Marlene looked startled. “He can talk to me, Uncle Siever. He can transfer ideas to me.”

“Your suggestion, then, is that it just wants someone to talk to? Do you suppose that once we humans came, it realized for the first time that it was lonely?”

“I don’t know.”

“No impressions to that effect?”

“No.”

“It could destroy us.” Genarr was talking to himself
now. “It could destroy us without trouble if it grew tired of you, or bored with you.”


No
, Uncle Siever.”

Genarr said, “But it definitely hurt me when I wished to get in the way of your connection with the mind of the planet. It hurt Dr. D’Aubisson, your mother, and a guard.”

“Yes, but he hurt you all with only just enough force to stop you from interfering with me. He did no further damage.”

“It goes to all these lengths to have you outside on the surface just so that it can talk to you, and have companionship. Somehow that doesn’t seem to be enough of a reason.”

Marlene said, “Perhaps the reason is something we can’t understand. Perhaps he has so different a mind that he couldn’t explain his reason, or, if he did, that it would make no sense to us.”

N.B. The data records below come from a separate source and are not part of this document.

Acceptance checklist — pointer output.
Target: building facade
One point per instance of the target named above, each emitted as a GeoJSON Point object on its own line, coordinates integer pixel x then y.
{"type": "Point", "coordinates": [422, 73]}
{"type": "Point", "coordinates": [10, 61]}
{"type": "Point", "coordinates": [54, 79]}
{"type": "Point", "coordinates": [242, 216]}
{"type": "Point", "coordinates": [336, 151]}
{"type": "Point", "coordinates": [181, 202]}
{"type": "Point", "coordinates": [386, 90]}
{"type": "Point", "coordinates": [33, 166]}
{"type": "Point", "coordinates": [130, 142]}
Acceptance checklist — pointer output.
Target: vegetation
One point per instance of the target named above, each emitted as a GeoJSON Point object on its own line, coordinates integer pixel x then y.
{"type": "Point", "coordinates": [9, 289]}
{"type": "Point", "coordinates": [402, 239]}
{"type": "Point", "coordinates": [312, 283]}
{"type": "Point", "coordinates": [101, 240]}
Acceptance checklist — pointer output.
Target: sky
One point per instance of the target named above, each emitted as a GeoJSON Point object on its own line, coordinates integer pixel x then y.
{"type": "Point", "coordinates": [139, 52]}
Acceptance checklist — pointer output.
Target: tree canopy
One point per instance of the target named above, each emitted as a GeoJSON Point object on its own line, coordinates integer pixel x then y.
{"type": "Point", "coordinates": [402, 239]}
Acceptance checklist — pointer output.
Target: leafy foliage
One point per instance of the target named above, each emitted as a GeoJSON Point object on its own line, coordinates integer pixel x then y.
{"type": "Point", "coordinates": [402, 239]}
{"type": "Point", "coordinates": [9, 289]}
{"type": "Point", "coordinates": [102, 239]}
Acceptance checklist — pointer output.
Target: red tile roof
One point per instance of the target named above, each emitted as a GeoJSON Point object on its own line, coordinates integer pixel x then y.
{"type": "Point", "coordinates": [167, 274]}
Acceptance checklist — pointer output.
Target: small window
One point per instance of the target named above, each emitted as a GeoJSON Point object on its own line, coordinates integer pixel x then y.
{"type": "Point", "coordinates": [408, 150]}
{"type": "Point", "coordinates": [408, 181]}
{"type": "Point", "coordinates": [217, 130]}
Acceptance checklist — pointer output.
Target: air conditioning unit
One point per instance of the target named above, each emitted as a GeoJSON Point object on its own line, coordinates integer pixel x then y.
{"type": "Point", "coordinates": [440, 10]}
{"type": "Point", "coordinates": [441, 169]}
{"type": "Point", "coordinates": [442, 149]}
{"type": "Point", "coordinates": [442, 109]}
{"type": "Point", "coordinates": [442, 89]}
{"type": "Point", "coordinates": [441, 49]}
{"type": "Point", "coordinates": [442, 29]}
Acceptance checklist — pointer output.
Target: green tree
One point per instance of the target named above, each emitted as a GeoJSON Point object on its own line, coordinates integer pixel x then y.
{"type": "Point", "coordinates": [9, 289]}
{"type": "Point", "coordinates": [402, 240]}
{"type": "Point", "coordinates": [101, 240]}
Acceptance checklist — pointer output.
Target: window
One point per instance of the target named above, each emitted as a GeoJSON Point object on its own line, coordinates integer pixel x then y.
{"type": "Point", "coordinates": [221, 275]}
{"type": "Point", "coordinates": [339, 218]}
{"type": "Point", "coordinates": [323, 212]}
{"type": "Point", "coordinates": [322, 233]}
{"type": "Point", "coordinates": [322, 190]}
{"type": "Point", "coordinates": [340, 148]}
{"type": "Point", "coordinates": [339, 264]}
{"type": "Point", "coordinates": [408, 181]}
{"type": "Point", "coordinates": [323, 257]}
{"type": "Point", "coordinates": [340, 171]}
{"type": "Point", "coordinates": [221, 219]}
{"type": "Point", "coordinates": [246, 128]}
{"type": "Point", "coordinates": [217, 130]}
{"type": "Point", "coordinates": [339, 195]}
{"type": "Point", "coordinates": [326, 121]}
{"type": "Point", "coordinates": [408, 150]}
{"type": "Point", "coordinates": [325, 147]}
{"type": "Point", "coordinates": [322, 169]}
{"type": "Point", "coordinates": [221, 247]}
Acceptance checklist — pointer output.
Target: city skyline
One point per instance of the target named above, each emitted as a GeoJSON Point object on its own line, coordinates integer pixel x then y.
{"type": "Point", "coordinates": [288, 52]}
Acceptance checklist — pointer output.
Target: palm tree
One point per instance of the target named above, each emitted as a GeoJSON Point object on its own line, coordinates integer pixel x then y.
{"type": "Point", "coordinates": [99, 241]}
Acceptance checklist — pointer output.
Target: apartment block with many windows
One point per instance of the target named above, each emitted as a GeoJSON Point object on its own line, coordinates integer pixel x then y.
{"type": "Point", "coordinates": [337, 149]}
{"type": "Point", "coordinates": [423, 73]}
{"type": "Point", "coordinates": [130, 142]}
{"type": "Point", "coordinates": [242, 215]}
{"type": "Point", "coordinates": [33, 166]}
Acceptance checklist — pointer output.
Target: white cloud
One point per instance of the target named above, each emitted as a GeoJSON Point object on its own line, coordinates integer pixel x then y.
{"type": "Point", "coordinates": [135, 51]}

“But its mind is not so different that it can’t converse with you. It does receive ideas from you and transmit other ideas to you, doesn’t it? You two do communicate.”

“Yes.”

“And it understands you well enough to try to make itself seem pleasant to you by taking on Aurinel’s voice and face.”

Marlene’s head bent and she fixed her eyes on the floor in front of her.

Genarr said softly, “So since it understands us, we may be able to understand it, and, if so, you must find out why it wants you so. It could be very important to find that out, for who knows what it is planning? We have no way of finding out except through you, Marlene.”

Marlene was trembling. “I don’t know how to do that, Uncle Siever.”

“Just do as you have been doing. The mind seems friendly to you, and it may explain.”

Marlene looked up and studied Genarr. She said, “You’re afraid, Uncle Siever.”

“Of course. We’re dealing with a mind far more powerful than ours. It may, if it decides it doesn’t want us, do away with us all.”

“I don’t mean that, Uncle Siever. You’re afraid for
me
.”

Genarr hesitated. “Are you still sure that you’re safe on Erythro, Marlene? Are you safe talking to this mind?”

Marlene rose to her feet and said, almost haughtily, “Of course I am. There is no risk. He will not hurt me.”